Indeed, we must consider the reality that the Mayor of the division of Brussels who ordered this decision is not of western heritage. Emir Kir, a member of the socialist party of Belgium, is the second generation son of Turkish immigrants to Belgium. He is Mayor of a district that has the highest proportion of immigrant voters in all of Belgium, with more than 44% of voters either being first or second generation immigrants, and a majority of those originating from countries that are either not democracies, or are Islamic, or both. When it comes to questions of immigration, we are often asked to think in purely mathematical and resource terms, about whether a country can cope with the demands placed on its infrastructure and housing needs. We are less often asked to think about how significant immigration over the long term can alter the fundamental values of a society.
These are, ironically, the very questions that the National Conservatives seek to discuss. They are important questions: The nations of Europe are divided in many ways, culturally, and linguistically. By and large, however, they share a particular set of values around individual liberties and rights that, many people feel, are worth preserving.

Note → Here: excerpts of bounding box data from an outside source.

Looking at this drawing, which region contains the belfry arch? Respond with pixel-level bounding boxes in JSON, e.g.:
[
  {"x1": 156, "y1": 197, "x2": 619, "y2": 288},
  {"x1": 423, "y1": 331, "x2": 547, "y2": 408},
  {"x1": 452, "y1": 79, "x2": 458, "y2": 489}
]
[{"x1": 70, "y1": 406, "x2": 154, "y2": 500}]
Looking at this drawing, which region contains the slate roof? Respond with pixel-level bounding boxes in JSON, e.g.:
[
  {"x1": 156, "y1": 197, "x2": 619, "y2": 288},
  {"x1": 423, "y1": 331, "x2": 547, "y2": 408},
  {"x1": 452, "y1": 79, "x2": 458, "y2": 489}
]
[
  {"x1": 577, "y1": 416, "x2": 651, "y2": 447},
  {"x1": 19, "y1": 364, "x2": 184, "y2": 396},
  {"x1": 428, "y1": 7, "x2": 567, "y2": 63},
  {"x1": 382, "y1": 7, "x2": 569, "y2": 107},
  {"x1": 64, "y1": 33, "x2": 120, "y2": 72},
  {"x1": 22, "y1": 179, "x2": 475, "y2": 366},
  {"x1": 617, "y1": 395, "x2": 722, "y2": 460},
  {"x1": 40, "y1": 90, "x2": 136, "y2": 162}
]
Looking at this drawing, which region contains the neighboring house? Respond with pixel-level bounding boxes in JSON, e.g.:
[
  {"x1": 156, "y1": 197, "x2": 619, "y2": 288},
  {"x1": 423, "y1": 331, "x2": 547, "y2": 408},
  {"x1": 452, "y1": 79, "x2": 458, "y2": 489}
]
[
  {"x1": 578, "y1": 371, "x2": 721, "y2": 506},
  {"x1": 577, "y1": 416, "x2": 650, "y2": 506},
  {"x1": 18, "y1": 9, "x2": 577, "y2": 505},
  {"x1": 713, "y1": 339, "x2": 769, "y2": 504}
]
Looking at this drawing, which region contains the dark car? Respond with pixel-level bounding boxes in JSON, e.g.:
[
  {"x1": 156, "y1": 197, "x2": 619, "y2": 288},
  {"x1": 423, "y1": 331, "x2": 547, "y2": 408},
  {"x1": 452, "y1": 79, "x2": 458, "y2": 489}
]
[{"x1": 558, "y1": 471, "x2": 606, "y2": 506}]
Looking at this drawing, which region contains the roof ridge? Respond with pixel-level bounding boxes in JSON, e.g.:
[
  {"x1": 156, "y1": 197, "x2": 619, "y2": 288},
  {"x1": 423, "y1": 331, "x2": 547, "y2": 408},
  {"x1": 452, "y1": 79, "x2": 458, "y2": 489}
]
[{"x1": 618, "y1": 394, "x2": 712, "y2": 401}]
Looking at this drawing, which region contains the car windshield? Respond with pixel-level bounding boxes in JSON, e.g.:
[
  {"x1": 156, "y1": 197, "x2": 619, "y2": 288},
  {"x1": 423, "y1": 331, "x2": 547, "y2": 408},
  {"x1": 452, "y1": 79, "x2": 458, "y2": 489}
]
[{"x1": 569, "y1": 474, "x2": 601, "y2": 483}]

The irony is that in the suppression of their conference today, the National Conservatives received the clearest evidence one could that their fears for the survival of those values are well placed.
It should be noted, of course, that the trend towards illiberalism in the west is not entirely – or even primarily – the result of immigration alone. The continent has far too many people of its own production who stand ready to cast aside the right to dissent in favour of enforcing what might be called tolerance and progressivism at the point of a sword. We have seen similar trends emerging here in Ireland, with the stalled passage through our parliament of legislation that purports to make certain thoughts and private communications illegal.
We have not yet, however, seen anything quite so blatant as what occurred in Brussels today.
As a general rule, a message that the authorities will go to great lengths to censor is always worth hearing, and understanding. Human progress has almost always advanced through ideas that somebody in authority has first deemed dangerous and a threat to their authority. That was true of the ideas of Gallileo, Martin Luther, Padraig Pearse, Jesus Christ, George Washington, Martin Luther King, the Suffragettes, and countless more. The National Conservatives may not have pretensions of having the stature of any of those people, but they have, by the very fact of their attempted silencing, been accorded an importance that we should all take notice of.
What happened in Brussels today is a clarion message to all of us who believe that there are values in western civilisation worth defending. We are engaged in a battle about much more than individual policies or short-term economic or foreign policy direction. The battle ongoing in Europe is about whether the things that made it Europe in the first place shall be preserved, or shall be allowed to be destroyed.